In 2013, the Pharmacovigilance Risk Assessment Committee of the European Medicines Agency recommended that the daily oral dose be restricted to a maximum of 30 mg and that domperidone not be used for longer than one week. It is therefore important that women being offered domperidone as a galactagogue have tried non-pharmacological strategies first. They need to be aware of the very low risk of QT prolongation and weigh this against the benefits of breastfeeding. 

Complementary medicines

Herb-derived galactagogues have been used for centuries in folk medicine to augment lactation. These plants contain lipophilic, pharmacologically active constituents which, if taken in sufficient quantity, can pass into the breast milk. While there are generally few adverse effects (Table), there is limited evidence of efficacy. Most of the supporting evidence is based on case reports, or historical use.

Table - Adverse effects of herbs used as galactagogues

HerbAdverse effects

Medicago sativa

Dose-related bleeding

Blessed thistle
Cnicus benedictus

Gastric irritation and potential allergies, as it is part of the ragweed family

Chaste tree
Vitex agnus-castus

Nausea, vomiting, irritation, pruritus, rash, headache, increased menstruation

Anethum graveolens

Alterations in sodium balance

Foeniculum vulgare

Allergic reactions, dermatitis (photo and contact)

Fenugreek seed
Trigonella foenum-graecum

Hypoglycaemia, hypertension, diarrhoea and maple syrup body odour in mother
Allergy potential as part of the peanut family

Goat’s rue
Galega officinalis

Hypoglycaemia, hypotension, coughing, dose-related toxicity

Milk thistle (silymarin)
Silybum marianum

Allergic reactions, diarrhoea

Moringa oleifera

Hypoglycaemia, sedation

Raspberry leaf
Rubus idaeus

Hypersensitivity reactions, changes in blood glucose

Asparagus racemosus

Possible teratogenicity – avoid in pregnancy

Turnera diffusa

Hepatotoxicity, confusion and hallucinations with high-dose Turnera

Lactation suppression

Some women may require lactation suppression after miscarriage, stillbirth, maternal illness or when they do not wish to breastfeed. While breast stimulation should be avoided, there is a risk of engorgement if the breasts are not drained.

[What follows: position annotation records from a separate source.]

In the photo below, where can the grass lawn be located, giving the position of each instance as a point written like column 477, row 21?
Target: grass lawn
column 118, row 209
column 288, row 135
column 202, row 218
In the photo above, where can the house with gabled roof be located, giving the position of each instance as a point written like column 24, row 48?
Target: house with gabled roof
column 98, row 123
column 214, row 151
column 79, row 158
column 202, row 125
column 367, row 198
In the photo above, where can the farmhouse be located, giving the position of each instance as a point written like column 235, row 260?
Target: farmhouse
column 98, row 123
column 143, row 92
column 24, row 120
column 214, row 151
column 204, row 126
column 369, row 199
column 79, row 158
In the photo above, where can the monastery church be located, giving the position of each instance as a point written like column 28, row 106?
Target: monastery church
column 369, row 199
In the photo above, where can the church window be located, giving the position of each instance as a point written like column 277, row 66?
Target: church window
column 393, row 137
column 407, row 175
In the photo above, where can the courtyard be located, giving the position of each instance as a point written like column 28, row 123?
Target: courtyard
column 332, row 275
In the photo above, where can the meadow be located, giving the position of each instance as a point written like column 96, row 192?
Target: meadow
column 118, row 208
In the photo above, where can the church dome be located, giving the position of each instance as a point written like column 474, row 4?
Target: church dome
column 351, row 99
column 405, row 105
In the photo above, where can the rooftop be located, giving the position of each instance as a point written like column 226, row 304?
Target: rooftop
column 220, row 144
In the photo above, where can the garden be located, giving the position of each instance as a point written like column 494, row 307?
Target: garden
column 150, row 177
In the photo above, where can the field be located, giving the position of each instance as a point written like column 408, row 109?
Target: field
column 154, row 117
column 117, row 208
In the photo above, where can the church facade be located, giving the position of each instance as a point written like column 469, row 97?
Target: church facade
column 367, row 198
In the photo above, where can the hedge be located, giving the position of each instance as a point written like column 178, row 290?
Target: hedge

Pharmacological options all have significant adverse effects. The dopamine agonist bromocriptine was associated with maternal deaths from myocardial infarction and is no longer recommended. It has been replaced by a single 1 mg dose of long-acting cabergoline, ideally taken on the first postpartum day. The common adverse effects are nausea, headache and dizziness. If the woman changes her mind, it can be difficult to restore milk production.

Other drugs no longer used include large doses of pyridoxine and diuretics. Oestrogen is avoided because of the risk of thromboembolism. 


Breast feeding is a natural process with benefits for both mother and baby. Some women find it difficult to breastfeed, but many problems can be overcome with reassurance and support.

Occasionally, non-drug approaches may not increase the supply of milk. There is limited evidence for the off-label use of domperidone and metoclopramide. However, if a drug is considered for increasing milk supply, discuss with the mother a trial of an agreed dose, for a maximum agreed duration beginning as soon as feasible postpartum. Also discuss the potential for adverse effects.

There are few indications for using drugs to suppress lactation. Cabergoline has been used, but bromocriptine should be avoided because of maternal deaths.